Os professores concordam que há uma vulnerabilidade no quesito de fiscalização, cuja função similar exercida pela Comissão Europeia, por aqui, é de responsabilidade da ANPD. Com níveis de força bem distintos, os dois órgãos acabam tendo resultados bem discrepantes, mesmo que façam valer leis “irmãs”.
“Não é que não houve fiscalização, mas como os processos administrativos se desdobraram. Há processos administrativos e inquéritos desde 2021 que estão em sigilo e a sociedade acaba não tendo acesso”, destaca Gomes. No entanto, “as big techs, no geral, sabem que a LGPD não tem tido uma atuação forte, então o risco é relativamente baixo. ‘Vale a pena’ tentar ‘passar’ enquanto a gente não tiver entidade fiscalizadora forte, porque o risco de voltar atrás ou de lidar com as sanções econômicas é relativamente baixo”, completa Possa.
Quanto vale sua privacidade?
Além dos custos de desenvolvimento e pessoal, a Meta deve desembolsar menos de R$ 12 para violar seus dados. Caso a Justiça Federal decida aceitar a solicitação de MPF e Idec, a empresa pagaria R$ 11,79 por cada um dos 147 milhões de usuários brasileiros devido a abusos de sua política de privacidade. O dinheiro não vai para você, mas para projetos financiados pelo Fundo de Defesa de Direitos Difusos (FDD).

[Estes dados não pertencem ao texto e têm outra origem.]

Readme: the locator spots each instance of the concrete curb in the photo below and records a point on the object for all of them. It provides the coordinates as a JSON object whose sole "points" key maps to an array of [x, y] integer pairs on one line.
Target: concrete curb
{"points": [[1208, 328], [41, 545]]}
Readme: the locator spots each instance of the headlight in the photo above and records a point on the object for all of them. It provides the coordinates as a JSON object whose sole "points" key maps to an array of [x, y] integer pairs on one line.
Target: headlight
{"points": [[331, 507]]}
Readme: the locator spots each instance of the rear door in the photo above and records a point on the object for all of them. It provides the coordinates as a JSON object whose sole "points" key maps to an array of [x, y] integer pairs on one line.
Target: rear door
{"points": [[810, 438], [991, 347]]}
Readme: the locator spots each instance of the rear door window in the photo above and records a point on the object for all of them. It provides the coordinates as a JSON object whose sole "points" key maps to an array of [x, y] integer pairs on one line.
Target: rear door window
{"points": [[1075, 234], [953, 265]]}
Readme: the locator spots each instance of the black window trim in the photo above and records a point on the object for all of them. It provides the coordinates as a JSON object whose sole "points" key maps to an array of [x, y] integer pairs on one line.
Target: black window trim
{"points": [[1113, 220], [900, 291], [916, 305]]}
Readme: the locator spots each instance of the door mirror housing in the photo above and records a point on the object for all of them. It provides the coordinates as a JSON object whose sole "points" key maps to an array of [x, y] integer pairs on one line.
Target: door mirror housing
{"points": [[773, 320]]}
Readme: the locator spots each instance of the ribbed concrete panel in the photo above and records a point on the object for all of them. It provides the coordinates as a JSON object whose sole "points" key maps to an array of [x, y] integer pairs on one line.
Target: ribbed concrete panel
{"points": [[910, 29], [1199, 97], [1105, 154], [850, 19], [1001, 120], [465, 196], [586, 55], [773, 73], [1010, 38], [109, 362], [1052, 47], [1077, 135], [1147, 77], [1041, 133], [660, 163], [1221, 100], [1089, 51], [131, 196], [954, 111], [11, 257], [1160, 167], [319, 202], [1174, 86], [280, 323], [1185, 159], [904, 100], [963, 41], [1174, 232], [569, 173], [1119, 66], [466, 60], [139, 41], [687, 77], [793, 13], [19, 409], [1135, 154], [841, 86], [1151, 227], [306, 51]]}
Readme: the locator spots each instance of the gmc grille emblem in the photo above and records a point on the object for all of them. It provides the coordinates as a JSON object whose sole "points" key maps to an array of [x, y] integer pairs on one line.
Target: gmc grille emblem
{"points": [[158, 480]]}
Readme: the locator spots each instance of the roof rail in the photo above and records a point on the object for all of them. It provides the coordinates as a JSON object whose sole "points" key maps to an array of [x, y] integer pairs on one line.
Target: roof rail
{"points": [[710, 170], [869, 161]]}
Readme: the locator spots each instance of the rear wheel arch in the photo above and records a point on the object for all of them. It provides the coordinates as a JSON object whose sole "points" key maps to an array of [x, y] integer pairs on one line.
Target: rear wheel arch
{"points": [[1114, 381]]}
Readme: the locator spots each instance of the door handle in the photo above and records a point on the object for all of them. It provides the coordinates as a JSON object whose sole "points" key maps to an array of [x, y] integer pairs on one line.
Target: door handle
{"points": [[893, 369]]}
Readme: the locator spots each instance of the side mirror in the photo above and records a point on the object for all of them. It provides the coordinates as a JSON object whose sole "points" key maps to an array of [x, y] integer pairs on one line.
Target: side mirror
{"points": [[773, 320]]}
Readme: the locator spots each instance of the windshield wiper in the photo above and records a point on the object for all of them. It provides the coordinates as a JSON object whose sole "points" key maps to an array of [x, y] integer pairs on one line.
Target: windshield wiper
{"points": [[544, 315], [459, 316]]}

O valor foi estipulado com base na multa de 225 milhões de euros aplicada pela autoridade da Irlanda, onde a Meta é sediada, por motivo semelhante, utilizando o câmbio praticado no dia anterior ao ajuizamento da ação. “A adoção desse parâmetro utilizado na União Europeia não apenas garante objetividade para a punição esperada no Brasil, como ainda reforça o significado da ação, de que aos usuários brasileiros deve ser garantido o mesmo respeito garantido aos cidadãos europeus”, afirmou o MPF.
A ANPD foi citada na mesma ação, acusada de omissão na fiscalização da empresa, mas não está condicionada à multa e ainda foi solicitada de dar transparência a seus processos para passar do polo passivo para o polo ativo na mesma ação.
Em resposta à Pública, a agência alegou não ter sido formalmente notificada sobre a ação judicial e que a maior parte de seus processos são públicos, exceto os que tratam de segredo comercial. “O dispositivo determina que a ANPD zele pela observância dos segredos comercial e industrial, bem como das informações protegidas por lei. Os trechos que não se enquadram na hipótese legal mencionada [art. 55-J, II da LGPD] estão públicos”.